Aferim! de Radu Jude n’est pas plus un western que les films de Ford sont des épopées de haïdouks, ces bandits de grand chemin du folklore balkanique. Dans un réflexe ethnocentrique, qui rappelle celui de la critique des « arts premiers » au début du XXème siècle, la presse cinéphilique française (Libération, Le Monde, Slate, Télérama, Les Inrocks) comme les festivals (La Berlinale où le film a reçu un Ours d’argent), se sont empressés de ramener ces images d’ailleurs à des catégories génériques plus familières. Si le film de Radu Jude est un récit des origines, cette épopée ne reprend ni la diégèse, ni le récit, ni la mise en scène de la conquête d’un espace sauvage sur lequel se forme progressivement une nation. Dans la Valachie du début du XIXème siècle, le territoire n’est pas à conquérir, et la nation roumaine est divisée en trois principautés sous l’autorité des empires autrichiens, russes, et ottomans. Certes, les paysages en Scope noir et blanc, et plusieurs personnages (brigadiers chasseurs de prime, bandits de grands chemins), évoquent des récits fondateurs familiers pour le spectateur occidental. Néanmoins, la portée critique du film tient d’abord à son inscription dans des histoires visuelles et culturelles locales.

Placé dans ce cadre, Aferim ! est un coup de force figuratif. Et ce, sur trois points.

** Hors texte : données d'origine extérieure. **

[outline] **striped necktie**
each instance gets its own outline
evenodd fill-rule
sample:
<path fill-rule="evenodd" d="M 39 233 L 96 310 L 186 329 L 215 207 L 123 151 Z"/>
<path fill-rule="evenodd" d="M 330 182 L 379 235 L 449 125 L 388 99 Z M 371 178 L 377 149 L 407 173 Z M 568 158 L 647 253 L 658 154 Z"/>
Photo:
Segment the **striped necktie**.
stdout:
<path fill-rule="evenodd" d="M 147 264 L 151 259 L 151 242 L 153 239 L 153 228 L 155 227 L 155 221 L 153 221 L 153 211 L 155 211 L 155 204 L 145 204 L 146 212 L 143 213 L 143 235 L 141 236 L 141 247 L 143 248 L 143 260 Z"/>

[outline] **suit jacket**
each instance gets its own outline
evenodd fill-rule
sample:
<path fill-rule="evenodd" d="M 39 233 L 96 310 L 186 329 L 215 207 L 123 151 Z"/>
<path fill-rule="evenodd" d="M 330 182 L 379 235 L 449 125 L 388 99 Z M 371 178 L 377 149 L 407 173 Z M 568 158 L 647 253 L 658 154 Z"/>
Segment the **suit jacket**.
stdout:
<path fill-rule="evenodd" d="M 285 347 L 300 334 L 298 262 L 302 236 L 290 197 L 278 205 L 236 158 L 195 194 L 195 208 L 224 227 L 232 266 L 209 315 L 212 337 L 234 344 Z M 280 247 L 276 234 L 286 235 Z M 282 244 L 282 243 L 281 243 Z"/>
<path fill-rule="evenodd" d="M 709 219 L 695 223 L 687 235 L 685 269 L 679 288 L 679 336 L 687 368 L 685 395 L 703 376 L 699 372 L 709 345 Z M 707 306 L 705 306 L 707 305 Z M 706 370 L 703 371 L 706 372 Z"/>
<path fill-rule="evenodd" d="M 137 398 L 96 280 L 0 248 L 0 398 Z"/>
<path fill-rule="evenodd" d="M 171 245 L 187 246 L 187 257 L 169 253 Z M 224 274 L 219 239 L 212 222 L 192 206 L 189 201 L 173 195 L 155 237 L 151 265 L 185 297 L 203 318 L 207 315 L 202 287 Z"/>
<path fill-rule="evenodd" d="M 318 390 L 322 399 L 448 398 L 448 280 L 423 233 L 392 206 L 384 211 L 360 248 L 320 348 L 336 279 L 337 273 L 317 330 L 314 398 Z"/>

1. Il déroge aux partis pris esthétiques et politiques partagés par l’ensemble du nouveau cinéma roumain (noul cinema românesc) depuis Marfa şi banii (Le matos et la thune, Puiu, 2001). Des élaborations pour identifier l’unité esthétique, historique et culturelle de ce nouveau cinéma existent : certaines plus esthétiques, s’inscrivant dans l’histoire et les théories du cinéma [11] [11] Andrei Gorzo, Lucruri care nu pot fi spuse altfel. Un mod de a gândi cinemaul, de la André Bazin la Cristi Puiu, Bucureşti, Humanitas, 2012. , d’autres, plus culturelles, situant ces films dans l’histoire longue de la littérature et des arts roumains [22] [22] Dominique Nasta, Contemporary Romanian Cinema. The History of an Unexpected miracle, Wallflower Press, 2013. . Au-delà de leurs différences, ces approches s’accordent sur les particularités de ce nouveau cinéma ; une préférence pour un cinéma réaliste, un rejet des ressorts du cinéma de genre et une mise à l’écart des milieux sociaux et figures trop pittoresques. La dernière excursion de cette génération de cinéastes dans le cinéma de genre remonte à Furia (La Rage, Muntean, 2002), un film qui mettait également au centre de sa diégèse des Ţigani (Tsiganes ou Roms, mais sûrement pas des Gitans comme on a pu l’écrire). Depuis, la nouvelle vague a progressivement effacé ces personnages trop kitschs et trop typés des dialogues et de la mise en scène. Tout juste faut-il tendre l’oreille pour percevoir leur trace au détour d’une conversation : « il est un peu tsigane ton ami Romulus, non ? » (Francesca, 2009, Păunescu). En ce sens, Radu Jude réinvestit ce champ de la lutte des représentations, déserté par le cinéma, alors que, depuis 2007, la télévision roumaine a produit de façon massive des « diffamations figuratives » [33] [33] Nicole Brenez, Abel Ferrara. Le mal mais sans fleurs, Paris, Éd Cahiers du cinéma, 2008, p.98-99 . autour d’une entité tsigane complètement fabulée. Mais, rendre visible n’est pas en soi un geste critique.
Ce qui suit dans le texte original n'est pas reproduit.